MSc Thesis: Weather Talk - extracting weather information by text mining
Vasileios Lamposadvised by Prof. Nello Cristianini
|
Weather Talk MSc Thesis |
Weather Talk Visualisation Tool By using this visualisation tool, one is able to compare the official with the inferred weather map in all the investigated schemes for 120 days. |
Weather Talk Poster |
Part of the abstract
The main aim of this project was to design and implement a system able to infer the weather state of a location for a specific date by applying Bayesian inference models and statistical analysis on web observations. Additionally, we investigated various linear combinations of probabilistic schemes where traffic information, previous day's weather or a weather prior probability contribute to the final decision. As a final extension, we visualised the weather inference results on a map.

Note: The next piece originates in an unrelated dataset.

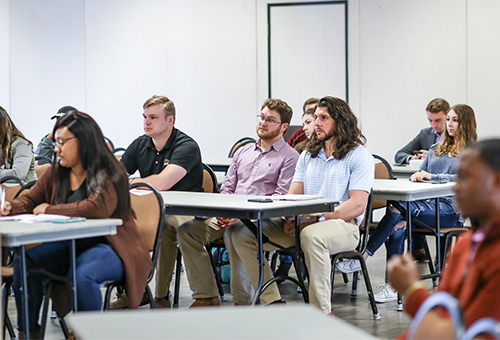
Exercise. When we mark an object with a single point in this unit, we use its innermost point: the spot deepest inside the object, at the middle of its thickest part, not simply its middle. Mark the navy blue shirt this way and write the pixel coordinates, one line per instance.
(180, 150)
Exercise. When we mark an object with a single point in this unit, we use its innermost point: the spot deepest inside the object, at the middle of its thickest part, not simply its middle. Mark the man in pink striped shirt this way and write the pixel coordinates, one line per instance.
(263, 168)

Software packages and a weather ontology were developed for data collection and preprocessing. Parameterised Bayesian belief networks formed the expression of probabilistic correlation between the inferred and the official weather observations. During training, we decide the optimal parameters and then test their absolute and relative performance. Experimental results indicate that the absolute and relative (p-values) performance in most of the schemes is significant. As a result, one may assume that similar or even more sophisticated information extraction models on different contexts will be able to deliver useful conclusions.
Part of the introduction
The aim of this project is to apply statistical analysis on web observations and to design
Bayesian inference schemes in order to extract information about the weather state of
a location during a specific date. Documents may include blogs, newsgroups, and news
articles but not officially weather related sources. A further challenge is the implementation
of a data fusion model able to combine traffic information with weather observations and
achieve a better performance.
Part of the conclusions
Weather talk
forms a web mining framework with an ontology embedded that bases its
decisions on Bayesian theory. In a period of three months, without the needed computational
power, and with all the limitations that we have mentioned in this chapter, we achieved to
infer the two major weather states of a location with 63.51% of success. As a result, the
most important outcome of this project is that this kind of information extraction is possible
and now it should be focused on different contexts.